A VOZ DAS RUAS
Rui Martinho Rodrigues*
O desgaste das instituições está nos levando
por caminhos perigosos. Estamos atribuindo ao fenômeno chamado “voz das ruas”
um poder não previsto no ordenamento jurídico.
Manifestações públicas fazem parte da
democracia, como reconhecimento do direito de expressão do pensamento. Mas
quais os seus limites? Não existe direito absoluto, no sentido de
incondicionado ou ilimitado.
Além da expressão do pensamento, em nome da defesa pacífica dos próprios interesses, admitimos o direito de
greve. Seguiu-se a isso a prática dos piquetes impedirem o trabalho
dos dissidentes do movimento paredista, avançando sobre o direito de terceiros.
Mais tarde vieram as obstruções de vias,
impedindo o trânsito de pessoas alheias aos interesses relacionados com a
manifestação. Seguiram-se greves em órgãos públicos, atingindo até serviços de emergência, como hospitais especializados nesse mister, sem embargo do comando
constitucional segundo o qual essas atividades não podem sofrer solução de
continuidade.
Chegamos às invasões de propriedade,
eufemisticamente chamadas “ocupações”, passando ao exercício arbitrário das
próprias razões, capitulado como crime no art 345 do CPB, com a conivência de
autoridades.
Agora temos agressões contra pessoas nos aeroportos,
nos aviões, restaurantes e ruas; temos atentados, verdadeiros ou forjados, ameaças
dirigidas contra ministros do STF. Obviamente, já não estamos no campo da
legitimidade, nem diante de práticas democráticas.

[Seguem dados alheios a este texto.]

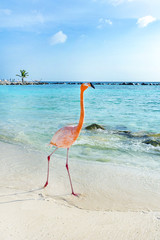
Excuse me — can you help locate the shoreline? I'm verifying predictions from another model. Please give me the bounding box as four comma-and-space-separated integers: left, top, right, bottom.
0, 80, 160, 86
0, 142, 160, 240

Mas há quem fale em “voz das ruas” como fonte
de legitimidade. Multidões podem representar, de modo proporcional, minorias
insignificantes, arrebanhadas ao modo de mercenários, mediante pagamento,
alimento e até vestimenta, na forma de camisas com dizeres políticos. Nada
disso é representativo. O Direito está longe de consagrar a tirania de
manifestantes.
Multidões ou grupos de apenas algumas centenas ou dezenas de manifestantes não podem submeter a sociedade, obstruir vias, depredar, incendiar, apedrejar policiais para provocar reação e fabricar vítimas. “Movimentos sociais” e “sociedade civil” aparelhados seguem a mesma trilha dos manifestantes. Não têm representatividade, e ainda que tivessem não poderiam se colocar acima da lei.
Quem não ganha eleição pode arregimentar
grupos e formar organizações domesticadas de representação duvidosa. Não pode,
todavia, se colocar acima da lei. As instituições estão desacreditadas, mas é
um equívoco buscar fazer o certo pelo caminho errado. A voz das ruas não está acima
da lei. O que está ruim pode ficar pior.